Although consumer price inflation, buoyed by the good performance of the food basket in the country, has been contained within a single digit range over the longest period of time in the country’s history, prices received at the shop floor for goods and services produced (also known as the producer price index) have been rising.
This lends credence to the high cost of raw materials being the highest challenge industries are contending with, as indicated by the Business Barometre Survey report for the first quarter of the year.
This challenge knocked the other challenge, ‘access to credit’, to the third place, which for the better part of last year, including the last quarter, dominated industry’s list as the most challenging factor hindering their operations.
The study, which is conducted by the Association of Ghana Industries (AGI) every quarter, helps to gauge the current business environment and scans expectations for the foreseeable future. The survey also found out that high level of taxation in the country was also a hindrance to smooth operations in the country.
Other factors identified by industries and their owners in order of priority are high utility prices, low purchasing power, cost of credit, lack of markets, competition from imported goods, lack of finance and delayed payments.
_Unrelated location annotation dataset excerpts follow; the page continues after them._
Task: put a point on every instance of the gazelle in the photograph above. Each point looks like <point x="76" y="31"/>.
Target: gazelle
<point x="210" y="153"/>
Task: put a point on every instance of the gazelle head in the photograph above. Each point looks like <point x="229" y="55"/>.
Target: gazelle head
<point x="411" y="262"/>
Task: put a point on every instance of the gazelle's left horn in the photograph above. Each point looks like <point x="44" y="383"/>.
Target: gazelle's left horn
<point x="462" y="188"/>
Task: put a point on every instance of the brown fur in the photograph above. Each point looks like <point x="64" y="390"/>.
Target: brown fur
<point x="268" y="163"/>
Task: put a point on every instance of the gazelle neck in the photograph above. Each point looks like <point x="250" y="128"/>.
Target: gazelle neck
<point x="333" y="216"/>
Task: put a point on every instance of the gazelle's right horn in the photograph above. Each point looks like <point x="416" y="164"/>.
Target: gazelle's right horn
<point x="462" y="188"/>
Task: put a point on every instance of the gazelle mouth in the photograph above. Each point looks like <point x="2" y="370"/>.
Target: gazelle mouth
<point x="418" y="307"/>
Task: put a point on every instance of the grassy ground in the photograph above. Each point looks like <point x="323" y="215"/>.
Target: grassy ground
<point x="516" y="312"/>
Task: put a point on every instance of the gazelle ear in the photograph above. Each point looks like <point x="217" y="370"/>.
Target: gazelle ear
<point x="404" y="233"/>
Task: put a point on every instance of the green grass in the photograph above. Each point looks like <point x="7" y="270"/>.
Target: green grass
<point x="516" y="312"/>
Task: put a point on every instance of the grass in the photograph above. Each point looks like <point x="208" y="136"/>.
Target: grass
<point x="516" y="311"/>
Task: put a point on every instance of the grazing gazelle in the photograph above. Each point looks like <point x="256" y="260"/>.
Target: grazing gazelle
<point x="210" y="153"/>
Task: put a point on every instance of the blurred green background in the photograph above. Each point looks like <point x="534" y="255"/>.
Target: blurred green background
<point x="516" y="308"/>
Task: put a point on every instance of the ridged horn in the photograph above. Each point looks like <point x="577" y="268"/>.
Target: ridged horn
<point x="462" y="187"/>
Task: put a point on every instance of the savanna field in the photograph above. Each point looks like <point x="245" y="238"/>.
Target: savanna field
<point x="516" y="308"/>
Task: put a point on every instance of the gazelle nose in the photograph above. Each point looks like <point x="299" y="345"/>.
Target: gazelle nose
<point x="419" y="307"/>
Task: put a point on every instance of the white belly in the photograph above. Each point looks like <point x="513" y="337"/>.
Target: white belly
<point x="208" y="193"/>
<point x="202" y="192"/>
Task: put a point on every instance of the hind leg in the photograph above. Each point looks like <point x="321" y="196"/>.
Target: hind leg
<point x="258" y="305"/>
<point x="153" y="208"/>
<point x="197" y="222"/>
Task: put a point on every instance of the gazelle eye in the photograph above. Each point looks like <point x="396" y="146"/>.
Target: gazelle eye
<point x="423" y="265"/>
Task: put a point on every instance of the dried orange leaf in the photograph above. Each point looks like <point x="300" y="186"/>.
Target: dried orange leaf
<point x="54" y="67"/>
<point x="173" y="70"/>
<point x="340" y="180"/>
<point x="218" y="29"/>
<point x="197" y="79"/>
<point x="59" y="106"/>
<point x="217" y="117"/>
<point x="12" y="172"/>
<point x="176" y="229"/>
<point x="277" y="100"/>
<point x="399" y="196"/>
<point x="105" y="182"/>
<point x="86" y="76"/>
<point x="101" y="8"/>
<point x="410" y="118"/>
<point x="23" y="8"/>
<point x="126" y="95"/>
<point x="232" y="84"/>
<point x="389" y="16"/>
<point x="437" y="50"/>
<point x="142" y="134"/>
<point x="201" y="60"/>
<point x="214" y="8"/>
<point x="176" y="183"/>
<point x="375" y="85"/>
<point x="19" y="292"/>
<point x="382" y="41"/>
The report, however, captured many businesses recovering from their previous pessimistic outlook about the business and economic fortunes of the country, as the Business Barometre Indicator, which measures business confidence relative to current performance, had 65.2 per cent of businesses being optimistic that things would get better in the year.
This compares favourably with the previous quarter’s (2010 quarter four) 58 per cent of businesses who were optimistic about better fortunes in the year. Another 25.6 per cent of the people said the horizon would remain the same, while nine per cent said it would actually be a worse year.
The Executive Director of the AGI, Mr Seth Twum-Akwaboah, who presented the results, explained that the list of challenges was a reflection of what industry perceived about the economic environment and that the high expectation was anchored on a number of factors, including the start of revenue inflows from the oil and gas sector.
He said, however, that the government should revise its tax rates and regime to ensure that they were not inimical to the operations of the private sector and industries in particular.
Mr Twum-Akwaboah added that the implementation of the Single Spine Pay Policy (SSPP), which would boost disposable incomes and consumption, as well as the payment of arrears to contractors, was part of the reasons why businesses were much more optimistic in the year than they were in the last quarter of last year.
In the sectoral analysis, agriculture had access to credit as its topmost challenge, followed by lack of market and the high cost of raw materials.
Commenting on the results, the President of the AGI, Nana Owusu Afari, called on the government not to pay lip-service to agriculture any longer but channel all the resources there to ensure that the entire value chain was properly explored.
“At AGI, we think that manufacturing and processing, especially agro-processing, should be the way to go for the economy and we should support it and halt the huge importation of food items such as fruit juices and other processed food,” he stated.